Pesticides then and now, and the “toxin free” nation.
Posted on February 3rd, 2019

Chandre Dharmawardana, Canada.

Mr. Siri Pathirana,  a Farmer from Malsiripura” has responded (1st February,   Island”) to my article  (Island, 24 January).  Mr. Pathirana  recounts his memories about the poisoning of fish in a paddy field after the application of pesticides some 60 years ago (note that the word pesticide” includes herbicides, insecticides, fungicides etc., as used by the WHO).

Mr. Pathirana states that:

This pathetic, inhuman scenario was created by multi-national pesticide companies almost sixty years ago. Most of the fauna gradually disappeared from the immediate vicinity of the paddy fields. If we use an alternative method instead of chemical pesticides, we would feel much healthier and happier as humans”.

It is possible that young Mr.

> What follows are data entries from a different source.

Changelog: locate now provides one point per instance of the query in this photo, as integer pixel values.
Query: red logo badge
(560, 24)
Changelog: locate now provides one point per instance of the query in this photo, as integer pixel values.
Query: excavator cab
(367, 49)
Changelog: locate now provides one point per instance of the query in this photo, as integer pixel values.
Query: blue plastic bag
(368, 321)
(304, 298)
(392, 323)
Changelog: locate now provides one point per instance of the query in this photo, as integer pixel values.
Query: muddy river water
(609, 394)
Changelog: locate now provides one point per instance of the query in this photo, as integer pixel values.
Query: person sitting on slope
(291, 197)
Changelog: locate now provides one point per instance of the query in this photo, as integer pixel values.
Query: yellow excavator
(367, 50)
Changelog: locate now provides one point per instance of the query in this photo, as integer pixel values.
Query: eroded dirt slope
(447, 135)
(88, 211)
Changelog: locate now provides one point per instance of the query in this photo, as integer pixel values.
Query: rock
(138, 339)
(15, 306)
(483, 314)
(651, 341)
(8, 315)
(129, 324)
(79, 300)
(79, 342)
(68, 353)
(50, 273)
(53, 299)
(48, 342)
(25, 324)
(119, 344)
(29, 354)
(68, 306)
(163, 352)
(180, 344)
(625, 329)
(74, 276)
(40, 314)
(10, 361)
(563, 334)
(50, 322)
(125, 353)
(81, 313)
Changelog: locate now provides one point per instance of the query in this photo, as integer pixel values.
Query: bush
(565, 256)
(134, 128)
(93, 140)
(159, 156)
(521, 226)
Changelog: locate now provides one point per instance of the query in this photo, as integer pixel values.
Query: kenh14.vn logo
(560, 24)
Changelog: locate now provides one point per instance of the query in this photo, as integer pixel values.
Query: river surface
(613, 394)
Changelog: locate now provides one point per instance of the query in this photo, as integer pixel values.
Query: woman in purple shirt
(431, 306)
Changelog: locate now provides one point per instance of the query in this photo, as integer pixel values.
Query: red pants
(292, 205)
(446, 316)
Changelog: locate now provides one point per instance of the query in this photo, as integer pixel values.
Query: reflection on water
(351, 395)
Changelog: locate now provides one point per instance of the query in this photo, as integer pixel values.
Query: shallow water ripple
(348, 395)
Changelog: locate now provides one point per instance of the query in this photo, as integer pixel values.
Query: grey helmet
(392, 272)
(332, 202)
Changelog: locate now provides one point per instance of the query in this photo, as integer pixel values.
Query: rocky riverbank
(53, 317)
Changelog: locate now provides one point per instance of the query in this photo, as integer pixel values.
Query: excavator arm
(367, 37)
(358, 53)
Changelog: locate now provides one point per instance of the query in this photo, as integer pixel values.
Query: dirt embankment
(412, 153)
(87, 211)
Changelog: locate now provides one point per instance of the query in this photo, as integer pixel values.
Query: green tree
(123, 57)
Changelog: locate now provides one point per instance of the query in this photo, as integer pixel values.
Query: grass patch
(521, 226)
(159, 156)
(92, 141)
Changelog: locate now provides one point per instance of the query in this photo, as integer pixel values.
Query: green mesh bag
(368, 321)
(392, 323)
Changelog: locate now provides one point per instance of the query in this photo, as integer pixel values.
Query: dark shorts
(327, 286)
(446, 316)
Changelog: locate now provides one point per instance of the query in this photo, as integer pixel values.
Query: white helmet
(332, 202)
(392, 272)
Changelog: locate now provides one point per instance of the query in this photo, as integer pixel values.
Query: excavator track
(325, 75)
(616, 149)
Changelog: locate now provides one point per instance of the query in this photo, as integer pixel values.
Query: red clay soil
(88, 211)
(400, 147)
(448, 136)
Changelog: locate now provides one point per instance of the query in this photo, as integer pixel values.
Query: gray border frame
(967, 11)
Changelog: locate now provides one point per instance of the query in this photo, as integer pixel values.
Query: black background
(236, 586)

Pathirana had  observed the consequences of DDT that was enthusiastically introduced to Sri Lanka (and the rest of the world). It was successfully used to combat a Malaria epidemic that had brought the country to its knees. It was not a case of multinationals malevolently baiting the public. The government, the agricultural and health scientists, and the public welcomed these new pesticides as they were effective, cheap and virtually non-toxic to humans. Their long-term consequences were NOT known in the 1950s. For instance, three parts per trillion of DDT in the water can accumulate in higher organisms to, e.g.,  0.5 parts per million in minnows, 2 ppm in cows,  and even more in mother’s milk at the top of the food chain.

Mother’s milk had 10-20 times more DDT than cow’s milk, resulting in the 1970s push for baby formulas instead of breast feeding.  DDT was banned in 1974, but the WHO now regards it  safe for domestic use against mosquitoes and other pests, but NOT for agriculture.  In the 1960s, 2-3 kg of DDT per hectare were applied, compared to modern pesticides using only a mere 10g/hectare. Modern pesticides are designed to quickly degrade and become harmless.

However, DDT was  in many ways BETTER and SAFER than the pesticides used prior to DDT. Salts of arsenic, fluorine or plant products such as nicotine, pyrethrum and rotenone were used in the plantation sector; fungicides used mercury, copper or sulphur; herbicides used petroleum oils,  tar, sulphuric acid, some arsenites. These are truly dangerous to the environment, and toxic to humans. Dead fish were found even those days, after the application of such pre-War pesticides. But most small farmers did not use them as labour was cheap and  land was available in plenty. Site rotation (e.g., in Chena cultivation) was available as an alternative for pest and soil fertility management. Farmers were happy with even a yield of one metric tonne of paddy per hectare. Some of these pesticides are still  used  in organic farming”, in the mistaken belief that they are safer”.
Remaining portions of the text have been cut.